Section 5: International Human Rights
Universal Declaration of Human Rights, Article 12
"No one shall be subjected to arbitrary interference with his privacy, family, home or correspondence, nor to attacks upon his honour and reputation. Everyone has the right to the protection of the law against such interference or attacks."
Article 12 UDHR (1948) is the foundational international human rights norm for privacy. It is not legally binding as a treaty but is widely understood as customary international law and has influenced subsequent binding instruments.
ICCPR, Article 17
The International Covenant on Civil and Political Rights (ICCPR), which the United States has ratified, provides legally binding privacy protection at Article 17: "No one shall be subjected to arbitrary or unlawful interference with his privacy, family, home or correspondence, nor to unlawful attacks on his honour and reputation."
The UN Human Rights Committee's General Comments on Article 17 have interpreted it to require that surveillance be necessary, proportionate, and subject to independent oversight.
UN Special Rapporteur on Privacy
The United Nations Special Rapporteur on the Right to Privacy conducts investigations and issues reports on surveillance practices worldwide. Reports have addressed: commercial surveillance; mass surveillance by state actors; surveillance of journalists and activists; and surveillance technologies in conflict zones. These reports provide important international normative context for surveillance law.

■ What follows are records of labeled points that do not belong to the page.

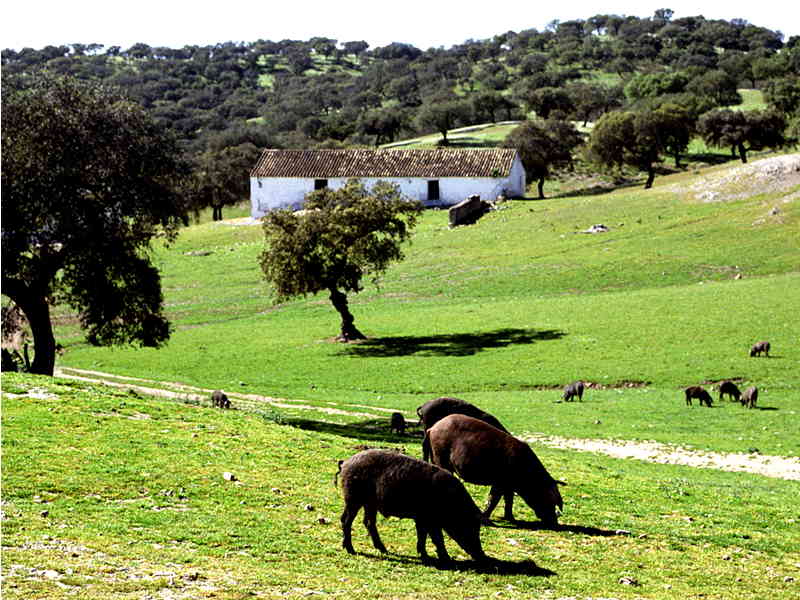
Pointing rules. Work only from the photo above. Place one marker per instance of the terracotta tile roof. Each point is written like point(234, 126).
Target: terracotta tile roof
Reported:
point(440, 162)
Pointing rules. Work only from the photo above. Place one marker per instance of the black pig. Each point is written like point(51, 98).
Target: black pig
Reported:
point(698, 392)
point(220, 399)
point(572, 390)
point(729, 388)
point(400, 486)
point(435, 410)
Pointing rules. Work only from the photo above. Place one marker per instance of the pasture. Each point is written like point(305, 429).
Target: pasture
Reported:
point(113, 494)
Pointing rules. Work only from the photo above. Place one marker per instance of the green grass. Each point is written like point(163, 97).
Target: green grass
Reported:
point(502, 313)
point(107, 495)
point(505, 312)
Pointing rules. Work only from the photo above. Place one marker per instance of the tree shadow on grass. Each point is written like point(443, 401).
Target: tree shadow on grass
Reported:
point(450, 344)
point(372, 430)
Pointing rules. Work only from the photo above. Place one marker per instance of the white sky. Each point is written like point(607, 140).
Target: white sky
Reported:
point(423, 23)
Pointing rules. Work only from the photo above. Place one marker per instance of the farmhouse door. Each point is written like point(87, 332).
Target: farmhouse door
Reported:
point(433, 190)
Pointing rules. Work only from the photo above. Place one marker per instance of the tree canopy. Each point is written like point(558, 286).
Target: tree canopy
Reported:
point(88, 181)
point(544, 146)
point(342, 236)
point(638, 138)
point(743, 131)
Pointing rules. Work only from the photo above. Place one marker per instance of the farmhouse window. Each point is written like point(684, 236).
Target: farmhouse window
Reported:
point(433, 189)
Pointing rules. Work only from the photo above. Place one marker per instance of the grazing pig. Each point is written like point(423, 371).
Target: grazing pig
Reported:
point(398, 423)
point(750, 397)
point(220, 400)
point(484, 455)
point(572, 390)
point(729, 388)
point(400, 486)
point(434, 411)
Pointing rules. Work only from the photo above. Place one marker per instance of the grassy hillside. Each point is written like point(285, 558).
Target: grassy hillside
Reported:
point(107, 494)
point(111, 494)
point(505, 312)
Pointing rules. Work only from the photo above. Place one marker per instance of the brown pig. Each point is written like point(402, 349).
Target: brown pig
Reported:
point(484, 455)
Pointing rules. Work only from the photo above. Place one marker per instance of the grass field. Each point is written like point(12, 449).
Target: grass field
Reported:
point(110, 494)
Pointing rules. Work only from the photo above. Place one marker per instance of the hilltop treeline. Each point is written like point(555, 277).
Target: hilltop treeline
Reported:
point(329, 93)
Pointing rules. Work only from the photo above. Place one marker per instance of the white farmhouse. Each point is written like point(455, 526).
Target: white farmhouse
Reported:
point(436, 177)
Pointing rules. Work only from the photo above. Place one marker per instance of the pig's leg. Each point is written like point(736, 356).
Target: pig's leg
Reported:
point(348, 515)
point(370, 518)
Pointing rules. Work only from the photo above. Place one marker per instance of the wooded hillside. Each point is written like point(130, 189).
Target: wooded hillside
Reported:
point(333, 93)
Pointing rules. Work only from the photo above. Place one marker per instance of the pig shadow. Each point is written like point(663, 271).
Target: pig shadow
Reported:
point(492, 566)
point(373, 430)
point(540, 526)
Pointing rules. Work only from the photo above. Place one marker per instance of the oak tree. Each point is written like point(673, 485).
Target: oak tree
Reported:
point(543, 147)
point(743, 131)
point(342, 236)
point(88, 181)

Section 6: Practical Quick-Reference Table
| Law / Framework | What It Covers | Key Rights | How to Invoke |
|---|---|---|---|
| Fourth Amendment (US) | Government searches and seizures | Protection against unreasonable search; warrant requirement | Challenge in criminal proceedings; sue under 42 U.S.C. § 1983; civil rights litigation |
| First Amendment (US) | Government interference with speech, association, religion | Protection from surveillance that chills protected activity | Litigation; challenge to surveillance programs |
| ECPA — Wiretap Act | Real-time interception of electronic communications | Government must obtain wiretap order | Challenge evidence in criminal proceedings |
| ECPA — Stored Communications Act | Government access to stored email, messages | Government generally must obtain warrant (Carpenter) | Challenge in criminal proceedings |
| FISA / Section 702 | Intelligence surveillance of foreign persons | Limited rights for US persons; notification rare | ACLU/EFF legal challenges; limited individual standing |
| HIPAA | Health data held by covered entities | Access, amendment, accounting of disclosures | File complaint with HHS Office for Civil Rights |
| FERPA | Student education records | Access, correction, limit disclosure | Complain to school; complain to US Dept. of Education |
| COPPA | Online services for children under 13 | Parental consent required; access and deletion | File complaint with FTC |
| CCPA/CPRA (CA) | Personal data held by covered businesses | Know, delete, opt out, correct, limit | Submit request to business; file complaint with CPPA |
| Illinois BIPA | Biometric identifiers | Consent; no sale; destruction schedule | Private right of action (lawsuit); class action |
| GDPR (EU) | All personal data of EU residents | Access, erasure, portability, objection, portability | Request to data controller; complaint to national DPA |
| EU AI Act | High-risk and prohibited AI systems | Transparency, human oversight, accuracy | Complaint to national AI supervisory authority |
| UDHR Article 12 / ICCPR Article 17 | State surveillance | Privacy from arbitrary government interference | UN complaints mechanisms; domestic court interpretation |
Legal frameworks change through court decisions, legislation, and regulatory action. This reference reflects the state of law as of early 2026. Students should consult current legal databases (Westlaw, LexisNexis), the Cornell Legal Information Institute (LII), and the EFF's surveillance law resources for current case law and statutory text. For legal questions in specific situations, consult a licensed attorney.